Membrane-based liquid desiccant dehumidification has great advantages over traditional method, particularly in avoiding liquid droplets moving into the process air. This paper proposes a simple model to predict the transient performance of the hollow fiber membrane-based dehumidification module. To simplify the fiber-to-fiber influence, the modeled membrane module is assumed to be a parallel-plates heat mass exchanger. The model has been calibrated and validated with a transient experiment reasonably well. Impacts of various parameters on the transient performance were studied by using the proposed model. The results show that the variation of air temperature is more significant than air humidity. The absorption heat of water vapor is the main resistance of heat and mass transfer. It initially restricts the growth of the cooling effectiveness, and then limits the driving potential for moisture transfer.
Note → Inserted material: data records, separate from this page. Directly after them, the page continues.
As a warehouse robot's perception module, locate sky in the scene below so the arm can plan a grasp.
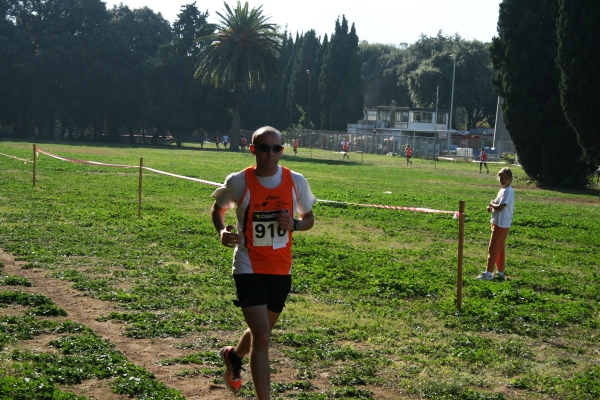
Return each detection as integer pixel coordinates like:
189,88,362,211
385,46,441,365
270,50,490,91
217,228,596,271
106,0,501,45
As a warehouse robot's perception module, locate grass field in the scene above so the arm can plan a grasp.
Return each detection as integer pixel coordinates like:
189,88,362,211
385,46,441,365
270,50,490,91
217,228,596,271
0,141,600,400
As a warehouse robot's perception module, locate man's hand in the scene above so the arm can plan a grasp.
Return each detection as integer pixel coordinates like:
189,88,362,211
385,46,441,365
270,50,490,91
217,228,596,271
219,225,242,247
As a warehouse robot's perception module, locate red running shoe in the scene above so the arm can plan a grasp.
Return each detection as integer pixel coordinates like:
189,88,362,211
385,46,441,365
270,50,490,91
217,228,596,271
219,346,244,393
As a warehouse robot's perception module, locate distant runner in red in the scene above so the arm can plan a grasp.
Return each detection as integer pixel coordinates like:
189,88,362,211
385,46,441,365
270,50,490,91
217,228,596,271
479,147,490,174
404,144,412,167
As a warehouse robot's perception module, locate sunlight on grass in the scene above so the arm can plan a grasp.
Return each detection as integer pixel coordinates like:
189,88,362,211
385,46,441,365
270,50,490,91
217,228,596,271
0,141,600,399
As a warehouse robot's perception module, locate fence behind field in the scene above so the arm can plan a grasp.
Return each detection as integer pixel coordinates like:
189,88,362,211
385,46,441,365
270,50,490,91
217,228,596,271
282,129,514,161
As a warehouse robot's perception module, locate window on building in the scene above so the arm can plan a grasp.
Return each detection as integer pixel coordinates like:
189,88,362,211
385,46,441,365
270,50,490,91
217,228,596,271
396,111,408,122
Therefore, it brings the dehumidification effectiveness down. It is found that reducing the heat capacity rate ratio can reduce the equilibrium time, and increase the cooling and dehumidification effectiveness. The high packing density increases the dehumidification effectiveness with a negligible effect of somewhat drop in cooling effectiveness. By contrast, the geometry of the fiber packing arrangement has little influence on dynamic performance of the module formed by numerous fibers. The membrane module can fit the change of weather conditions by varying solution temperature on the inlet of the dehumidifier with the help of this dynamic model. The cooling and dehumidification effectiveness also increase to improve heat and mass transfer performance of the dehumidifier under the adjustment.